The sad truth is that HTTP isn’t good at shaking hands. HTTP-based protocols, such as XML-RPC or WS-I Basic, have few options available for handshaking. HTTP provides a response code of “503 Service Unavailable,” which is defined to indicate a temporary condition.^[15] Most clients, however, will not distinguish between different response codes. If the code is not a “200 OK,” “403 Authentication Required,” or “302 Found (redirect),” the client probably treats the response as a fatal error. Many clients even treat other 200 series codes as errors!

Similarly, the protocols beneath every remote procedure call technology (CORBA, DCOM, Java RMI, and so on) are equally bad at signaling their readiness to do business.

Handshaking is all about letting the server protect itself by throttling its own workload. Instead of being victim to whatever demands are made upon it, the server should have a way to reject incoming work. The closest approximation I’ve been able to achieve with HTTP-based servers relies on a partnership between a load balancer and the web or application servers. The web server notifies the load balancer—which is pinging a “health check” page on the web server periodically—that it is busy by returning either an error page (HTTP response code 503 “Not Available” works) or an HTML page with an error message. The load balancer then knows not to send any additional work to that particular web server.

Of course, this helps only for web services and still breaks down if all the web servers are too busy to serve another page.

When there are several services, each can provide a “health check” query for use by load balancers. The load balancer would then check the health of the server before directing a request to that instance. This provides good handshaking at a relatively small expense to the service.

Handshaking can be most valuable when unbalanced capacities are leading to slow responses. If the server can detect that it will not be able to meet its SLAs, then it should have some means to ask the caller to back off. If the servers are sitting behind a load balancer, then they have the binary on/off control of stopping responses to the load balancer, which would in turn take the unresponsive server out of the pool. This is a crude mechanism, though. Your best bet is to build handshaking into any custom protocols that you implement.

Circuit Breaker is a stopgap you can use when calling services that cannot handshake. In that case, instead of asking politely whether the server can handle the request, you just make the call and track whether it works.

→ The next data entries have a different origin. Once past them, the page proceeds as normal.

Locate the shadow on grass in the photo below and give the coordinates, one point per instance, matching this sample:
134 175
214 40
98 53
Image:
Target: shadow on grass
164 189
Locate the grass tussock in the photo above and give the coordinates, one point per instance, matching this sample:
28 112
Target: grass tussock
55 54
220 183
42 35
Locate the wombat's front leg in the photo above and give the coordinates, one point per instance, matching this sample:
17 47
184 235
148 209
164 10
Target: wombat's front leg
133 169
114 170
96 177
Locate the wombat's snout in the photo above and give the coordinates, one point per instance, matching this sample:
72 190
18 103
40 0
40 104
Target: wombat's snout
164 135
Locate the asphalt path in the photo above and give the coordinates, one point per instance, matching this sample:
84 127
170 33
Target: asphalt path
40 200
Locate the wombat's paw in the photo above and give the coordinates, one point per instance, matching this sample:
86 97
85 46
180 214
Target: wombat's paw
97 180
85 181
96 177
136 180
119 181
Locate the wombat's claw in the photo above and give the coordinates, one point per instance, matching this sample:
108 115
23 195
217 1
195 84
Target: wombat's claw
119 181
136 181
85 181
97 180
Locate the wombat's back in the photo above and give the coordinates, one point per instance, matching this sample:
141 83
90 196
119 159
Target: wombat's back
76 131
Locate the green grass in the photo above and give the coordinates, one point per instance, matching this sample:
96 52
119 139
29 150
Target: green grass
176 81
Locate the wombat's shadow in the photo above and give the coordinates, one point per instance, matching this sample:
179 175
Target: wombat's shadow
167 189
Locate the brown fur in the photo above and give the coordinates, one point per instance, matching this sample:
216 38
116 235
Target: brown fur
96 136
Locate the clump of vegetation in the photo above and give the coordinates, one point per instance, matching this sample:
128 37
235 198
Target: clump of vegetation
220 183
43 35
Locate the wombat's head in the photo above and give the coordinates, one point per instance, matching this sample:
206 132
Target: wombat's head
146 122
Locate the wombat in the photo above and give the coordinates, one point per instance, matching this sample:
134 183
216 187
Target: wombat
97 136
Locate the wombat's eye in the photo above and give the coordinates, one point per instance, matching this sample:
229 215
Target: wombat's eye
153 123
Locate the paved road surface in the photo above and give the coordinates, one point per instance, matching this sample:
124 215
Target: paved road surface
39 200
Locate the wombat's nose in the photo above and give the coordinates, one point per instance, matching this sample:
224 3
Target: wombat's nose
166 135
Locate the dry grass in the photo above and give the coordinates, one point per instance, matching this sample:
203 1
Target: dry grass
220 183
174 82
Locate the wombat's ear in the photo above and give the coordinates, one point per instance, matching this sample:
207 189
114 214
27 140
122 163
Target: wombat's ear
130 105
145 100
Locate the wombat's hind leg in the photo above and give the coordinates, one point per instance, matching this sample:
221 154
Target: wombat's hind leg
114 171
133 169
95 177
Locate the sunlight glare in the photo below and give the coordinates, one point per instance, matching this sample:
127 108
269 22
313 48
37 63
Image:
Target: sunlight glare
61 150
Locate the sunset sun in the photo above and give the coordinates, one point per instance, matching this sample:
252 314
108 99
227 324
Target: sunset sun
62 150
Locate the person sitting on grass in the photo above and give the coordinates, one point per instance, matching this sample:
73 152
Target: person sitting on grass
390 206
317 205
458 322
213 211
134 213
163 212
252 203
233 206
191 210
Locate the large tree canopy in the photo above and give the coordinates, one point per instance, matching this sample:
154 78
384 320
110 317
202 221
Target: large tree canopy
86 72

Overall, handshaking is an underused technique that could be applied to great advantage in application-layer protocols. It is an effective way to stop cracks from jumping layers, as in the case of a cascading failure.

Remember This

Create cooperative demand control.

Handshaking between a client and a server permits demand throttling to serviceable levels. Both the client and the server must be built to perform handshaking. Most common application-level protocols do not perform handshaking.

Consider health checks.

Use health checks in clustered or load-balanced services as a way for instances to handshake with the load balancer.

Build handshaking into your own low-level protocols.

If you create your own socket-based protocol, build handshaking into it so that the endpoints can each inform the other when they are not ready to accept work.